On Tue, 24 Jan 2006 19:44:43 -0700
Richard <legalize at xmission.com> wrote:
In article <20060124051643.58973.qmail at web34102.mail.mud.yahoo.com>,
steven stengel <tosteve at yahoo.com> writes:
38 JPEG images - very large in size - sorry, no
PDF!
What's a good free tool for turning scanned pages into a PDF?
I see that Adobe now has a product called Adobe Acrobat Capture that
seems like it would be perfect for turning old manuals into PDFs.
They claim that it can create documents of these types:
- PDF image only -- similar to the PDFs on bitsavers
- PDF searchable image -- the pages are shown as images, but are OCRed
into a hidden text layer so that you can search a document that
looks like images
- PDF formatted text+images -- text is OCR'ed and non-text portions of
the document are kept as image layers
- HTML
- ASCII
Does anyone have familiarity with this Capture product? Its only $99
when purchased as a download.
--
Adobe Acrobat 3.0 had 'Capture' built in as part of the full
price product. That was before Adobe adopted their 'tiered
product' structure, where a lot of useful functionality gets put
only in the expensive version. I would try to locate a copy of
Acrobat 3.0 used if you can. Which can be tricky as the license
number 'carries forward' so you would have to find somebody who
hasn't upgraded.
And I try to ALWAYS stay away from 'download versions' or
expensive (more than $20-30) 'download only' software. You'll
probably only be able to install it by downloading it onto one
machine. I much prefer installable media, and sometimes if
there's a choice, you can pay a little more and get the 'CD
Version' mailed to you.
For creating PDFs natively, I recently installed Aladin
Ghostscript on my desktop machine at work. It's free and I
created a .BAT file (which I then turned into an Icon I can
'drop' onto). It doesn't let you directly create PDF files, but
you install a Postscript printer as one of your 'printers' in
Windows with print-to-file selected, and print to Postscript
(*.PS) image files, then run them through Ghostscript to turn
them into PDF files.
Of course, on a machine you have total control over, you can also
install NetBSD or one of the Linux-based OSes, bring in scanner
support to a program like The Gimp, then use Mozilla's composer
to paste images into web pages, print the web pages to Postscript
files, then use ps2pdf to convert those to PDF files. Gives you
the ability to archive your images also as HTML-linked page sets,
which means you can easily share them to the web.
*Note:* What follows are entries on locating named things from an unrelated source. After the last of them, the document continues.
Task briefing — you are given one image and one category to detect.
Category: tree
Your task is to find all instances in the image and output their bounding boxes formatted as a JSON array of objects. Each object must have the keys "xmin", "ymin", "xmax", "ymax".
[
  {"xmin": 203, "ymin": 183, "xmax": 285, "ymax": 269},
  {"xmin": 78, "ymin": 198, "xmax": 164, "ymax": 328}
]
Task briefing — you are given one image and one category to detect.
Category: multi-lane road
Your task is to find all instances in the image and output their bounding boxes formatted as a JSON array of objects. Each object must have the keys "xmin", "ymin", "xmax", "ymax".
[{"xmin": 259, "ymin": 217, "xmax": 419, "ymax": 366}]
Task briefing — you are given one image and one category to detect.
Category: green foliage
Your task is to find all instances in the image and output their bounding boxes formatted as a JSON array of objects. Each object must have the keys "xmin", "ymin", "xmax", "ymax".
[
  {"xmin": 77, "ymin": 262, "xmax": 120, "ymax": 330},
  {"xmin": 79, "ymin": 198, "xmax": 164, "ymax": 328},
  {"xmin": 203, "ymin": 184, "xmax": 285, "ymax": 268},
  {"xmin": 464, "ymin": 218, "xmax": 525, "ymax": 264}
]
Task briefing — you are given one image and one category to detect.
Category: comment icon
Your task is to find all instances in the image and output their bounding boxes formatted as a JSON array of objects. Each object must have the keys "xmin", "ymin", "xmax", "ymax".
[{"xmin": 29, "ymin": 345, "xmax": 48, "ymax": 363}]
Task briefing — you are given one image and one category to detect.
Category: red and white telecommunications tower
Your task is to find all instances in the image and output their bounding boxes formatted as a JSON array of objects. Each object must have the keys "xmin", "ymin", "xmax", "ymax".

But several of these options don't give you the 'compressed all
in one' archivedness of a PDF file.
I used to use Acrobat 3.0 and really wasn't impressed with it's
OCR 'capture' features. It basically 'captures' text content
from scanned pages, then stores that
'underneath' the images in
the PDF file so the 'images' are
searchable. It has probably
improved, and the hardware has certainly sped up, since I last
used it.
Full Acrobat is an expensive option, I specifically bought it
years back to archive old paper documents to electronic form.